44. Integrated Information Infrastructure Reference Model

Chapter Contents
44.1 Basic Concepts | 44.2 High-Level View | 44.3 Detailed Taxonomy

This chapter describes the Integrated Information Infrastructure Reference Model (III-RM), in terms of its concepts, an overview, and taxonomy.

44.1 Basic Concepts

This section looks at the basic concepts of the III-RM, including background, components, and drivers.

44.1.1 Background

With the emergence of Internet-based technologies in recent years, for many organizations the main focus of attention, and the main return on investment in architecture effort, has shifted from the Application Platform space to the Application Software space. (Indeed, this has been one of the drivers behind the migration of TOGAF itself from a framework and method for Technology Architecture to one for overall enterprise architecture.)

The TOGAF Technical Reference Model (TRM) described in 43. Foundation Architecture: Technical Reference Model focuses on the Application Platform space.

This section describes a reference model that focuses on the Application Software space, and "Common Systems Architecture" in Enterprise Continuum terms. This is the Integrated Information Infrastructure Reference Model (III-RM).

The III-RM is a subset of the TOGAF TRM in terms of its overall scope, but it also expands certain parts of the TRM - in particular, the business applications and infrastructure applications parts - in order to provide help in addressing one of the key challenges facing the enterprise architect today: the need to design an integrated information infrastructure to enable Boundaryless Information Flow. These concepts are explained in detail below.

This introductory section examines the concept of Boundaryless Information Flow; why an integrated information infrastructure is necessary to enable it; and how the III-RM can help the architect in designing an integrated information infrastructure for their enterprise.

44.1.2 Components of the Model

Like the TOGAF TRM, the III-RM has two main components:

  1. A taxonomy, which defines terminology, and provides a coherent description of the components and conceptual structure of an integrated information infrastructure
  2. An associated III-RM graphic, which provides a visual representation of the taxonomy, and the inter-relationship of the components, as an aid to understanding

The model assumes the underlying existence of a computing and network platform, as described in the TRM; these are not depicted in the model.

44.1.3 Relationship to Other parts of TOGAF

The relationship of the III-RM to the TRM is explained above.

Although the III-RM is intended as a useful tool in the execution of the TOGAF Architecture Development Method (ADM), it is important to emphasize that the ADM is in no way dependent on use of the III-RM (any more than it is dependent on use of the TRM). Other taxonomies and reference models exist in this space that can be used in conjunction with the ADM, and indeed may be preferable for some organizations.

44.1.4 Key Business and Technical Drivers Problem Space: The Need for Boundaryless Information Flow

The Boundaryless Information Flow problem space is one that is shared by many customer members of The Open Group, and by many similar organizations worldwide. It is essentially the problem of getting information to the right people at the right time in a secure, reliable manner, in order to support the operations that are core to the extended enterprise.

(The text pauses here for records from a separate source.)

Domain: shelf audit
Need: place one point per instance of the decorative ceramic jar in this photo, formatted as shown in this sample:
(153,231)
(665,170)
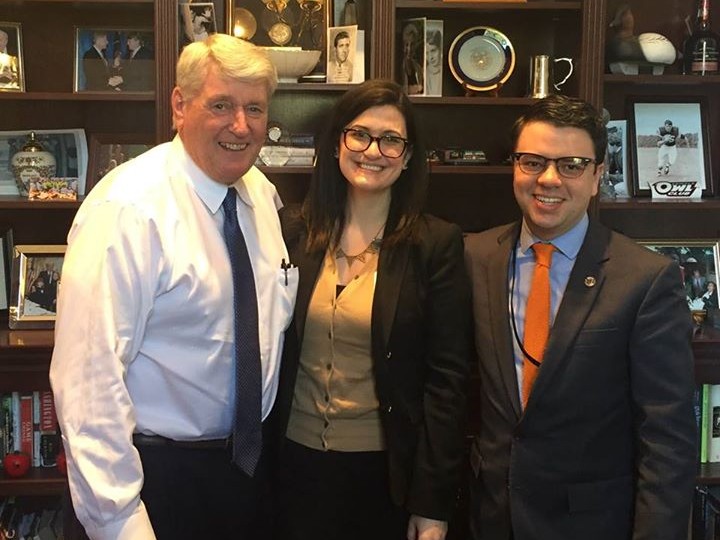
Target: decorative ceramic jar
(31,164)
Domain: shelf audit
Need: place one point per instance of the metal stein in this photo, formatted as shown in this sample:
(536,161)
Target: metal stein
(541,75)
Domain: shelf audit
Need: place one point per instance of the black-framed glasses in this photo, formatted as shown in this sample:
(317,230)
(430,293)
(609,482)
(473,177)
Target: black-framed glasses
(567,167)
(390,146)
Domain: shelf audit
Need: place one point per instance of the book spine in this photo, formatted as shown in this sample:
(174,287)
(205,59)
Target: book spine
(15,415)
(26,424)
(705,423)
(49,438)
(36,429)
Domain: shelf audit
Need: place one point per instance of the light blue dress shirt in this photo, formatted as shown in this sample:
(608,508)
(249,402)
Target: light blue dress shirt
(567,247)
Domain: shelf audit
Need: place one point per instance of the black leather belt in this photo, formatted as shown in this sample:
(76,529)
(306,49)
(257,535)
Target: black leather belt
(156,440)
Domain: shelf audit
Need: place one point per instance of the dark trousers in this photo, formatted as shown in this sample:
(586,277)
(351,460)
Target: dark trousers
(335,496)
(200,493)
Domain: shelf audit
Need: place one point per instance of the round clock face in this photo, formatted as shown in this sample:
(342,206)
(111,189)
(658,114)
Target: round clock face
(280,33)
(481,58)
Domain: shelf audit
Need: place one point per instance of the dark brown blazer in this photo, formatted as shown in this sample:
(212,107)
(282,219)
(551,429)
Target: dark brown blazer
(605,449)
(421,356)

In General Electric, Jack Welch invented the term "the Boundaryless Organization", not to imply that there are no boundaries, but that they should be made permeable.

Creating organizational structures that enabled each individual department to operate at maximum efficiency was for a long time accepted as the best approach to managing a large enterprise. Among other benefits, this approach fostered the development of specialist skills in staff, who could apply those skills to specific aspects of an overall activity (such as a manufacturing process), in order to accomplish the tasks involved better, faster, and cheaper.

As each overall activity progressed through the organization, passing from department to department (for example, from Design to Production to Sales), each department would take inputs from the previous department in the process, apply its own business processes to the activity, and send its output to the next department in line.

In today's world where speed, flexibility, and responsiveness to changing markets make all the difference between success and failure, this method of working is no longer appropriate. Organizations have been trying for some time to overcome the limitations imposed by traditional organization structures. Many business process re-engineering efforts have been undertaken and abandoned because they were too ambitious, while others cost far more in both time and money than originally intended.

However, organizations today recognize that they need not abandon functional or departmental organization altogether. They can enable the right people to come together in cross-functional teams so that all the skills, knowledge, and expertise can be brought to bear on any specific problem or business opportunity.

But this in turn poses its own challenges. CIOs are under enormous pressure to provide access to information to each cross-functional team on an as-required basis, and yet the sources of this data can be numerous and the volumes huge.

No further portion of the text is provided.